OAuth 2.0 and JWT Bearer Token: Token-based authentication protects typed, auditable read and write workflows across the platform.
Cloudflare Vectorize: Vector storage and nearest-neighbour retrieval use Cloudflare's published Vectorize vector database, accessed over its standard REST interface with no proprietary orchestration layer.
Cloudflare Workers AI (BAAI BGE-M3): Query text is embedded with the open-weights BAAI BGE-M3 multilingual dense-vector model served on Cloudflare Workers AI, so embeddings are produced with a published, openly documented model.
Cosine Similarity: Match ranking uses the standard cosine-similarity metric, the cosine of the angle between the query and frame vectors, ranging from 0 (unrelated) to 1 (identical direction).

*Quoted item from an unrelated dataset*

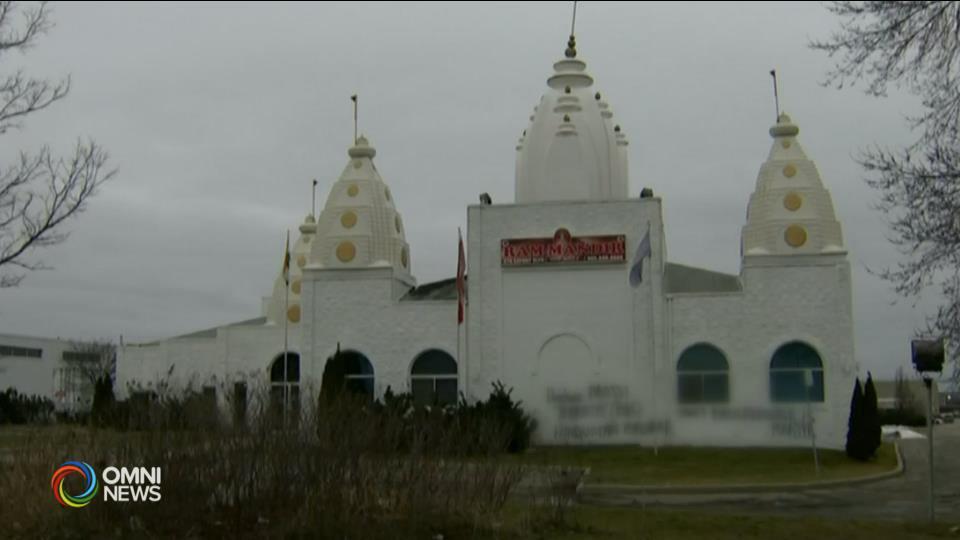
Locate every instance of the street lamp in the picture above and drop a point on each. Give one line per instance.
(927, 356)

HTTP and REST (RFC 9110): Embedding and vector-index operations are performed over standard HTTP REST calls with bearer-token authorisation, conforming to the HTTP semantics defined in RFC 9110.
JSON (RFC 8259): Request and response payloads to the embedding and vector services are encoded as RFC 8259 JSON, and frame metadata is carried as JSON throughout.

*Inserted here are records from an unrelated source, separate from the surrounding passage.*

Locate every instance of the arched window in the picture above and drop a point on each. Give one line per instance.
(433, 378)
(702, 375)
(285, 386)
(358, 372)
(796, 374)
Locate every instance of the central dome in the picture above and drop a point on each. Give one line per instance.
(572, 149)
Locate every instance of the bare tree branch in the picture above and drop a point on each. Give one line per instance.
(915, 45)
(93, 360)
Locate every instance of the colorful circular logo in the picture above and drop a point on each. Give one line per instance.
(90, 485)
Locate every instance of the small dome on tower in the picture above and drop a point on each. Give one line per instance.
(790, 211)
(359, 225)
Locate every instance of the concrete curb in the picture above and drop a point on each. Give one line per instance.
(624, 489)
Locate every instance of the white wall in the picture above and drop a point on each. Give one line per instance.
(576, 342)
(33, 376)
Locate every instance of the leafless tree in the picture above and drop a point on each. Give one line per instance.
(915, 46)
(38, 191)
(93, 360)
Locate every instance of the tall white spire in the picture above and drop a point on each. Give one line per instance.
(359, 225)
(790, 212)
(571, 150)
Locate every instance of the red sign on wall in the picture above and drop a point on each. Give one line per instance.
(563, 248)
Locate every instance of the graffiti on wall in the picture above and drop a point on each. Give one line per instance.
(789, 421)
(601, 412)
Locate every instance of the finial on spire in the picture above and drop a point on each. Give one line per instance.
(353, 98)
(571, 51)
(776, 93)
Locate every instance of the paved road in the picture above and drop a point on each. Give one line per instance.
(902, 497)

NDJSON (Newline-Delimited JSON): Bulk vector ingestion into the index is serialised as newline-delimited JSON, one record per line, the format the vector index accepts for batched writes.
OAuth 2.0 (RFC 6749) and JWT (RFC 7519): Every search request is authenticated with a bearer token issued through the platform's OAuth 2.0 flow, and tenant isolation is enforced from the organisation claim carried in the RFC 7519 JSON Web Token.
SQL (ISO/IEC 9075): Frame metadata, camera serial numbers, and coverage-area labels are stored and joined in a relational store using ISO standard SQL, the source of the contextual fields returned with each match.

Security & Compliance#

Tenant Isolation: Every search and statistics request is scoped to the caller's organisation, and the vector index query, the access-rights filter, and the relational metadata lookup each enforce that scope independently, so footage from one organisation is structurally inaccessible to another.
Role-Based Access Control: Results are filtered against the operator's access rights before enrichment, ensuring an operator only retrieves frames they are entitled to view.
Authenticated Access Only: Both the search query and the index-statistics query require an authenticated, authorised caller; unauthenticated requests are rejected.
Controlled Rollout: The capability is gated per organisation behind both a surveillance flag and a dedicated frame-search flag, so it is only active where it has been explicitly enabled.
Auditable Querying: Each completed search is logged with its result count and elapsed time, supporting operational monitoring and after-the-fact review without exposing footage content in logs.

Last Reviewed: 2026-05-26 Last Updated: 2026-05-26